Sunset brightness adjuster

Sometimes your screen is just too bright in the evenings. For the sake of your eyes, Sunset lets you reduce the brightness of your monitor below that of the standard brightness controls and without having to adjust the backlight.

If you reduce the brightness of your screen using the on-board controls, what you're doing is reducing the brightness of the backlight bulbs or LEDs behind the screen. Sometimes that can cause buzzing, or other droning noises, and sometimes that just isn't dim enough. Sunset takes a different approach purely in software that overlays a dimming mask over your screen with different levels to suit your brightness needs.

This means that if your display makes an annoying sound when dimmed, or you just can't get it dim enough, Sunset will dim your display to your satisfaction without issue.

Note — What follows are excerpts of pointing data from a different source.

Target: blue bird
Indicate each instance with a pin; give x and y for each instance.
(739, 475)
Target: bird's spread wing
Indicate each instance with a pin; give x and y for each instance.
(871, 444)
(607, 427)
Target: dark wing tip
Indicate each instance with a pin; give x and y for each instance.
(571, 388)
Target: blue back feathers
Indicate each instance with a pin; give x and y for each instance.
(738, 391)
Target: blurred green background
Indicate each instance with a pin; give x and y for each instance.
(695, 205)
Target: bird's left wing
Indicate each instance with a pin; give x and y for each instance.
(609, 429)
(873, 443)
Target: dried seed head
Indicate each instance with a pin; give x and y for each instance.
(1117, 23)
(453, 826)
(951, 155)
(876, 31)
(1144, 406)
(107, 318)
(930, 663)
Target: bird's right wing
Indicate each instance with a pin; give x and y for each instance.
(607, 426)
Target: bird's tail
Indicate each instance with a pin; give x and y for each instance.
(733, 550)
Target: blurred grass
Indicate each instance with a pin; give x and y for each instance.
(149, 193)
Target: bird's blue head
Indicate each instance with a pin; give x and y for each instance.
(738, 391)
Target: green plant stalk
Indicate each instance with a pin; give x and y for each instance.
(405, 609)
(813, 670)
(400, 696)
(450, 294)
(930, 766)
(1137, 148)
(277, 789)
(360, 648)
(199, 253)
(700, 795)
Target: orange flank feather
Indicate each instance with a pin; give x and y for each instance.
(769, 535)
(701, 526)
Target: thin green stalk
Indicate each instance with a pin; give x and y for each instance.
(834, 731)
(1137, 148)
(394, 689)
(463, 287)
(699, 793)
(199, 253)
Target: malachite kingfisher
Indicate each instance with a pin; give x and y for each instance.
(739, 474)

Sure, dimming your display with Sunset doesn't affect electricity usage or the life of your backlight, but it will save your eyes at night.

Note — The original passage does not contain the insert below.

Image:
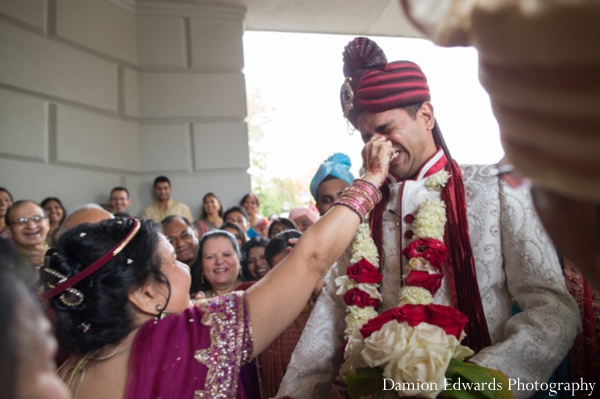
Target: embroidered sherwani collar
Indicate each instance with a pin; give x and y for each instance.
(436, 163)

The little program sits in the menu bar and can be configured to respond to global shortcut keys like F1 & F2. If you have more than one display, Sunset can dim all of them to the same level or you can pick and choose which one to dim independently. The only thing missing is some sort of auto-dimming set to a specific timer, but the manual control works well.

Sunset is great if your lowest monitor's brightness setting is just too bright, or it makes an annoying sound when not on full brightness. It's simple, easy to use and gets the job done for an introductory price of US$1.99 (regular price $3.99).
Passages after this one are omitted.